Comparative Analyses of RNA Modifications using Nanopore direct long-read RNA in Diverse Brassicaceae Species

Recent advances in direct RNA (dRNA) sequencing have enabled transcriptome-wide detection of RNA modifications, offering new insights into the study of the epitranscriptome. Using Arabidopsis thaliana and four diverse Brassicaceae species, we investigated the biological roles of N6-methyladenosine (m6A) and pseudouridine (pseU). Modification sites were identified using a neural network algorithm and tools such as Modkit, enabling downstream analysis of sequence motifs, exon structure, transcript stability, and relationships between poly-adenylated tail length, modification density, and expression. Highly m6A-modified transcripts were found to be more abundant within crucial cellular functions, while transcripts with shorter poly-A tails showed greater variability in decay rate and expression. These findings challenge the assumptions that longer tails correlate to greater stability, prompting the need to re-evaluate past studies where transcriptome-wide analyses were unavailable. Collectively, these results help to reveal complex regulatory roles for RNA modifications in plants and underscore the benefit of dRNA-seq for comparative epitranscriptomic studies.
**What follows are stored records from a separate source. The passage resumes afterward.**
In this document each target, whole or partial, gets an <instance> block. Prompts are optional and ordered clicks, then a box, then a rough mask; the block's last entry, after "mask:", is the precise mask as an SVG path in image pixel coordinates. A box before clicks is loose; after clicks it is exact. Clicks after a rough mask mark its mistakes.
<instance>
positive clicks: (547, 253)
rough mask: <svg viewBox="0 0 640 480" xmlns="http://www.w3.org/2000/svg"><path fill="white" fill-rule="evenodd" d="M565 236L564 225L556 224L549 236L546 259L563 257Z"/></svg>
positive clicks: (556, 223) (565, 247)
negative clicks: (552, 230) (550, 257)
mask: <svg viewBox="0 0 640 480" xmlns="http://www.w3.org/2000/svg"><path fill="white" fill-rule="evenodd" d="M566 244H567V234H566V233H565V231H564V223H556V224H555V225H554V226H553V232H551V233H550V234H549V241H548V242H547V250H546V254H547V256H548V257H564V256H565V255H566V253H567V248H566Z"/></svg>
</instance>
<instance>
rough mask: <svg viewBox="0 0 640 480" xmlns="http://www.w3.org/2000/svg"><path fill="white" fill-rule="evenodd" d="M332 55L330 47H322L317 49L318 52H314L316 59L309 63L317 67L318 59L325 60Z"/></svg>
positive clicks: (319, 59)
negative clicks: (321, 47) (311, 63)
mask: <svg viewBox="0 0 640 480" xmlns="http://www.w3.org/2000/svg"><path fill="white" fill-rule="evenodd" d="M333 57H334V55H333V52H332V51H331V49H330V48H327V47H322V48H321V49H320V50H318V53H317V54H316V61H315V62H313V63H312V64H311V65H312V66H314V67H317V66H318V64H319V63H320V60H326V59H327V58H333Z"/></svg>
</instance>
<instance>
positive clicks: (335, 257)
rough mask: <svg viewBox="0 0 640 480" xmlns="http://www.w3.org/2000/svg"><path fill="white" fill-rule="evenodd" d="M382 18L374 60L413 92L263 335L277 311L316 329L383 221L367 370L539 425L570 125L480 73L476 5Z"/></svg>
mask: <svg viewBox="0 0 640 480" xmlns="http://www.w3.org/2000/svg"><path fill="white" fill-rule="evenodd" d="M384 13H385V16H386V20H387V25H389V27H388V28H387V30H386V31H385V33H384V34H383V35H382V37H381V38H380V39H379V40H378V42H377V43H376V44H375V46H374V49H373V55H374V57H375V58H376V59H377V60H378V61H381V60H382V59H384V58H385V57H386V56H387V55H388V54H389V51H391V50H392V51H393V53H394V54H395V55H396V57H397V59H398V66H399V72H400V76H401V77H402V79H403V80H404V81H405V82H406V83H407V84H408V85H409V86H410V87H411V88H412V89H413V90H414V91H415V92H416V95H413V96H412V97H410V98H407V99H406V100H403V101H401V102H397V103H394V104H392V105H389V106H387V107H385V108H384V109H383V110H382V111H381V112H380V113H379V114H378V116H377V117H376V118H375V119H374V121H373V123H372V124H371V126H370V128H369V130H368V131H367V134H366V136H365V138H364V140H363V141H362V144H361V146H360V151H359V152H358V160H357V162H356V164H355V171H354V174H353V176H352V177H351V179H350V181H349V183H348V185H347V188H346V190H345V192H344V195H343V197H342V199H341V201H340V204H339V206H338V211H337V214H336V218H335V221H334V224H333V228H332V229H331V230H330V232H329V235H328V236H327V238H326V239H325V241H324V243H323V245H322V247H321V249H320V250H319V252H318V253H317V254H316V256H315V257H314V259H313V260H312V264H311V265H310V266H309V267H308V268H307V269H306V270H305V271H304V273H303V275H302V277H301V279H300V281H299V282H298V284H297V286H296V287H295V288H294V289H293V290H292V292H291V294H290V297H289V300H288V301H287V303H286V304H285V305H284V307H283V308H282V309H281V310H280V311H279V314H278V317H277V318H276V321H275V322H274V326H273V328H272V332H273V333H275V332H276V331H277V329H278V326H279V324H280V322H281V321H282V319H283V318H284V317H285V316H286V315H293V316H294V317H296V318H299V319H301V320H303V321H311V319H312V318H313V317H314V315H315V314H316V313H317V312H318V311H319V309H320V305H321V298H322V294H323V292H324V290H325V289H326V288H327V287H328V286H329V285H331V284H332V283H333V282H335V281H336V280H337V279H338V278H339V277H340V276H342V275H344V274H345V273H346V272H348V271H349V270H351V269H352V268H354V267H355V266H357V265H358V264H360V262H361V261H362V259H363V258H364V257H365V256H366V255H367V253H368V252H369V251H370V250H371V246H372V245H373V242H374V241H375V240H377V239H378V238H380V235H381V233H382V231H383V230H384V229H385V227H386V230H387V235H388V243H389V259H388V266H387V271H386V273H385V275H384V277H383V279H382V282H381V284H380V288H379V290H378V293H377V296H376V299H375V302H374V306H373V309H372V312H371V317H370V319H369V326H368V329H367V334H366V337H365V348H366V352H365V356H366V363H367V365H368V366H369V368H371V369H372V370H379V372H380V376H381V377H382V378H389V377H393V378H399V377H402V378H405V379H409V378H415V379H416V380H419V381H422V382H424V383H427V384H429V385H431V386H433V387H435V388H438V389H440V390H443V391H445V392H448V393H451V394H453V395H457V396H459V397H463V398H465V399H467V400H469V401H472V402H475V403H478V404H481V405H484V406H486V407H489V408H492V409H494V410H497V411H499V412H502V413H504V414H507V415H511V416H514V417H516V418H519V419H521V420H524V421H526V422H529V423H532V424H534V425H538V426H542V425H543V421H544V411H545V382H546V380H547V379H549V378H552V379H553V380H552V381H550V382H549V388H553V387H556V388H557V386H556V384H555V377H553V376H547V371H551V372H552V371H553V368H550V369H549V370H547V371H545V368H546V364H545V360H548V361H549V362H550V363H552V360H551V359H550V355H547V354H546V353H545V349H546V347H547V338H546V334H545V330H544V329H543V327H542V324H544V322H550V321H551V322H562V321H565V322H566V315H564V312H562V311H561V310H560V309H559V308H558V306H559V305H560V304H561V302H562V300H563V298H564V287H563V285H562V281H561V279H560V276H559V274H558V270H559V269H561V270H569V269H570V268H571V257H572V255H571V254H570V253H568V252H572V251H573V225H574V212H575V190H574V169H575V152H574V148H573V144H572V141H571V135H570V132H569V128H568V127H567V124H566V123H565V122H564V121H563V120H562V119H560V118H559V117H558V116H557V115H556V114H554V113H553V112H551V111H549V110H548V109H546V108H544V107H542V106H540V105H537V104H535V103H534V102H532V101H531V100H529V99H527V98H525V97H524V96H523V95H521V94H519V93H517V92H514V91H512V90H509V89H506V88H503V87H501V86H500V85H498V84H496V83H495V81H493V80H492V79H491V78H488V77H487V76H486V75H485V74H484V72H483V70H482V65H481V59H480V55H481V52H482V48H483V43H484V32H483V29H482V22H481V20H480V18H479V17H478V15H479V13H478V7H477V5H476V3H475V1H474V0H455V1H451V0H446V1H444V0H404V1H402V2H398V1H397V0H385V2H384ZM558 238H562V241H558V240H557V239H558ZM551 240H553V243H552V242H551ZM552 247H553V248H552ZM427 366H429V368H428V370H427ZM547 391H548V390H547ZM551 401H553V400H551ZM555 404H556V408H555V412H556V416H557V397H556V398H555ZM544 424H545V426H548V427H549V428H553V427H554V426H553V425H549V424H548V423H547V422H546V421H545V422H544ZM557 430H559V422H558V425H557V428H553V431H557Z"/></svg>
I am incredibly grateful to have spent the summer conducting research in the Nelson Stress RNA Lab at the Boyce Thompson Institute, supported by an NSF-funded Research Experience for Undergraduates (REU). Coming from a background primarily in human-focused genomic research, I was initially unsure how transferable that experience would be. I quickly discovered that the bioinformatics skills I had developed were not only beneficial but essential for uncovering questions in plant transcriptomics. Throughout this program, I significantly expanded my experience in bioinformatics and RNA biology. Under the mentorship of Dr. Kyle Palos, I developed computational pipelines to identify RNA covalent modifications (RCMs) across four species in the Brassicaceae family. My project focused on uncovering mechanisms of post-transcriptional regulation involving m6A methylation and pseudouridylation, with the ultimate goal of understanding how these modifications contribute to gene expression and stress response from exposure to environmental conditions. This experience has been pivotal in shaping my research trajectory. It not only provided a strong foundation for a future in transcriptomics, but also gave me the confidence to collaborate across disciplines and critically evaluate scientific literature. I now see computational biology not just as a skill, but as an essential tool to investigate the hidden layers of epitranscriptomic regulation.